Heather Lennox, an attorney for Hostess, told a court in White Plains, New York, that Hostess was also in advanced discussions with a number of parties for the remainder of its snack business, which includes Twinkies, according to a spokesman for Hostess.
Lennox also told the court that Hostess expects to file an agreement for the other brands in the near term, according to the spokesman, Thomas Becker.
It was not immediately clear who the agreements would be with, but private equity firm C. Dean Metropoulos said earlier this week that it was working on a deal for some Hostess brands.
“We continue to be very engaged in the bidding process,” Daren Metropoulos, a principal at the firm, which also owns Pabst Brewing Co, confirmed in an email. “We are working to get a deal done.”
Sources familiar with the situation have said that Metropoulos is working with Apollo Global Management. Apollo declined to comment on Friday. Metropoulos was not immediately available.
Hostess shut down its baking business and is liquidating assets after a strike by its baker’s union crippled the 82-year-old company.
The sale of its assets, which range from Wonder Bread and Ding Dongs to baking equipment and real estate, is being run by bankers at Perella Weinberg, who have said they expected to pick initial bidders, or “stalking horses,” for various assets this month.
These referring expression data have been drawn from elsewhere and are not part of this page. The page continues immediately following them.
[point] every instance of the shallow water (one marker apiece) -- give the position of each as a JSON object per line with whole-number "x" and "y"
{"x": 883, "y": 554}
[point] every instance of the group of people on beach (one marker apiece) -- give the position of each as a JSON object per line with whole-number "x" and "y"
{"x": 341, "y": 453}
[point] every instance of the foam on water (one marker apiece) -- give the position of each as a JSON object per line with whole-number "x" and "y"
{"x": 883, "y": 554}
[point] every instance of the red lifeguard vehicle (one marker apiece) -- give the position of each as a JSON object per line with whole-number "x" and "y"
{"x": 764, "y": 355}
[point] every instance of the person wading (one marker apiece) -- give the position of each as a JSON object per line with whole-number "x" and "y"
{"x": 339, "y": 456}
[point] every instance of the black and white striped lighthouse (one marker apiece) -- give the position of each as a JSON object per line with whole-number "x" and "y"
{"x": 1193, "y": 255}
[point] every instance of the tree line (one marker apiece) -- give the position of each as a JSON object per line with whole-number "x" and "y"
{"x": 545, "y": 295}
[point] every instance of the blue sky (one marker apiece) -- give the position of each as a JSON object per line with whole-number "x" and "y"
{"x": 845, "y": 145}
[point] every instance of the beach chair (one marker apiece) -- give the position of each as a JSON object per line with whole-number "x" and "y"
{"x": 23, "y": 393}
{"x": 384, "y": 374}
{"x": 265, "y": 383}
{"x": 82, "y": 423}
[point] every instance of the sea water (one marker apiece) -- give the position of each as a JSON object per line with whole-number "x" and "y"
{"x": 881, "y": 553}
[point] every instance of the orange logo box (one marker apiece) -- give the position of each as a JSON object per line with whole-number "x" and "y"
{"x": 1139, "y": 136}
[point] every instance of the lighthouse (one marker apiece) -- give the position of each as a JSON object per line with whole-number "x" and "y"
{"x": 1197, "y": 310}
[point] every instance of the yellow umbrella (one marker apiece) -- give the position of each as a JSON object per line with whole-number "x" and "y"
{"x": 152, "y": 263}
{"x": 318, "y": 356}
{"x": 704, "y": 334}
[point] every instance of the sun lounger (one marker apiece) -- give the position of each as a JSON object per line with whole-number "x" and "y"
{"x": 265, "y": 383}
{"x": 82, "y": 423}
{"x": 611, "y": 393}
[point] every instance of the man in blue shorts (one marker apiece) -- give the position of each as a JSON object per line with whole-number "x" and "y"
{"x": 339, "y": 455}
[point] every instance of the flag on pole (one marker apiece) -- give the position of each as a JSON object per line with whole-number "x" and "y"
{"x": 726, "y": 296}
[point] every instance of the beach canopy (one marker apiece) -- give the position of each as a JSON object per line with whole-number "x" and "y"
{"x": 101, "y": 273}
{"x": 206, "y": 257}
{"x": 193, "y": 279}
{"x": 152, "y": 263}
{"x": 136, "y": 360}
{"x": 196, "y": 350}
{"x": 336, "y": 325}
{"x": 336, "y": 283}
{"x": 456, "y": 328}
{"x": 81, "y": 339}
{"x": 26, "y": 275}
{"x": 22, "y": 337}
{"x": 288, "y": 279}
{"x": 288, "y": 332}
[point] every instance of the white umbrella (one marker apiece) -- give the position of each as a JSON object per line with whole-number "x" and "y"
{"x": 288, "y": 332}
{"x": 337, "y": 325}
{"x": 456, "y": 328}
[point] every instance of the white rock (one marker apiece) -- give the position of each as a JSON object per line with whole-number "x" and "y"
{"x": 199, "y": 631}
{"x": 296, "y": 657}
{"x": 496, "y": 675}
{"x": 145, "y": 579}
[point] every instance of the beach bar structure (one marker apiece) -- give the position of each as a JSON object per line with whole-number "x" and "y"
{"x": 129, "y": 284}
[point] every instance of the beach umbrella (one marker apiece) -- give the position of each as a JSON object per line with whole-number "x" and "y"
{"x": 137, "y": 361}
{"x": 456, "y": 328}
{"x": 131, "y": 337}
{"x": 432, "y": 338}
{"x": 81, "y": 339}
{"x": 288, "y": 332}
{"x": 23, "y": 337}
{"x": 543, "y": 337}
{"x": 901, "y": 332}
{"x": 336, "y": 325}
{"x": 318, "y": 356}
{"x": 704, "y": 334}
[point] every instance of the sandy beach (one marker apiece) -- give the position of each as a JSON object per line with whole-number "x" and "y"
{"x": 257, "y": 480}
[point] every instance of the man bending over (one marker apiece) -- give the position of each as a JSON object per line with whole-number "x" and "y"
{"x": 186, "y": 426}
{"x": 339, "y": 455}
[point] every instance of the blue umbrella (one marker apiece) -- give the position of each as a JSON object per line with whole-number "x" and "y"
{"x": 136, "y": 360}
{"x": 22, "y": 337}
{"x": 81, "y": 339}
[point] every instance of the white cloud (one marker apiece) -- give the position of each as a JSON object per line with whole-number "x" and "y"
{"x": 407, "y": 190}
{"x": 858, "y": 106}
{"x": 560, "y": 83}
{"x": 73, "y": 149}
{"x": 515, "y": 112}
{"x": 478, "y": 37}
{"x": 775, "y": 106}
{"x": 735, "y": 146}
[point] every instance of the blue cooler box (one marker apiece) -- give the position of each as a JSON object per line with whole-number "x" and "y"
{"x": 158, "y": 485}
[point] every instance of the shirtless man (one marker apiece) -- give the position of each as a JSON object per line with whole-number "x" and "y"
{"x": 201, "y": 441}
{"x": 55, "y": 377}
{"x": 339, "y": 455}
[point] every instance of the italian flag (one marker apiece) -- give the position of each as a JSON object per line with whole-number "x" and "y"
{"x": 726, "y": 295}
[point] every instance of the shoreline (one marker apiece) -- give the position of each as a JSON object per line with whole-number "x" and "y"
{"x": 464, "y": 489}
According to so-called stalking horse deals, the bidders set a baseline bid to acquire some of the bankrupt company’s assets, and are often entitled to a breakup fee if another buyer trumps the offer later.
Earlier this month, Hostess chose Flowers Foods to start the bidding at $390 million for its bread brands including Wonder, Butternut, Home Pride, Merita and Nature’s Pride brands.
The case is In re: Hostess Brands Inc et al, U.S. Bankruptcy Court, Southern District of New York, No. 12-22052.